The graph below shows how US demand for liquid fuels has been met, going back to 1975. The steady decline of US oil production since the mid-1980s is clearly visible, as is the steady rise in demand and the resulting growth of imports, which increased in every year from 1992 to 2005, dipping slightly in 2006--though not because of any drop in the demand for refined products.
Data from US Department of Energy, Energy Information Agency website
The thin yellow slice between oil production and imports reflects the impact of biofuels on an energy-equivalent basis. It's mostly ethanol, and even at last year's record production of 4.86 billion gallons, it barely registers at this scale. Expanding the current ethanol mandate from 7.5 billion gallons per year in 2012 to 36 billion gallons, as the President and the Senate have proposed, would reduce our oil imports--at the expense of higher imports of natural gas--but won't close the enormous gap we've created over the last 15 years. Nor is it clear how much further corn ethanol output can expand in the near term, or when next-generation cellulosic ethanol will be available at a competitive cost.
I'm not suggesting this is purely a US problem. Oil trades in a global market, and the rapid economic expansion in Asia has been a big contributor to global demand growth. However, we are still by far the world's largest oil importer, taking more than Japan, China and Germany combined. Trends here have a disproportionate effect on the whole market, not least through the influence of US oil futures on the price of physical oil.
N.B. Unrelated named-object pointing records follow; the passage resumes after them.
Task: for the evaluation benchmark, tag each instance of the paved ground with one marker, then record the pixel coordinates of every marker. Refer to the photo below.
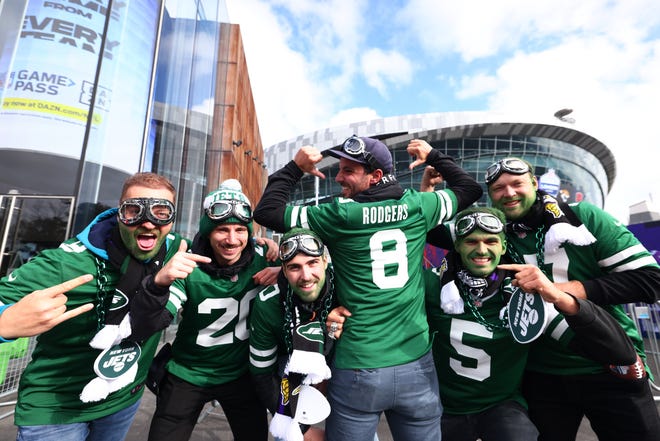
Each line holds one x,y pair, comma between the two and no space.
213,426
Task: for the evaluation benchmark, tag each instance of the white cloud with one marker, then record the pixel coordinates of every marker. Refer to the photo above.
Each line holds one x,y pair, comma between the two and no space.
600,58
614,88
382,68
355,114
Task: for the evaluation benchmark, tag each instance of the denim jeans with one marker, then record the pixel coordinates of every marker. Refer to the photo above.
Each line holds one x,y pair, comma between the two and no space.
507,421
113,427
407,394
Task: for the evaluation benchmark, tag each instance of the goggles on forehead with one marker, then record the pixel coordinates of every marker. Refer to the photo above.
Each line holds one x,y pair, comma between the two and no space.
224,209
507,165
136,211
356,148
484,221
304,243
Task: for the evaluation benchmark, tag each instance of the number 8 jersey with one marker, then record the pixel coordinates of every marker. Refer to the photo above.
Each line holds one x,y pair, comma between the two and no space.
376,250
If we look at the next few years, the only strategy that could make a meaningful dent in the problem is conservation, and in that timeframe it wouldn't come from improvements in fuel efficiency, but from changes in our daily consumption patterns. And that's why this problem appears so intractable. The short-term elasticity, or price response, of petroleum products isn't just low because of structural limitations around commuting to work and taking the kids to their activities, but because even at $3.00/gallon the economic benefits we derive from motor fuels far exceed their cost. The trick will be finding ways to bring down petroleum consumption without destroying the economic value its use has created. Achieving that is going to require more efficient cars and more effective biofuels than what we have today, and neither of these will arrive in time to affect the price of oil in 2007 or 2008.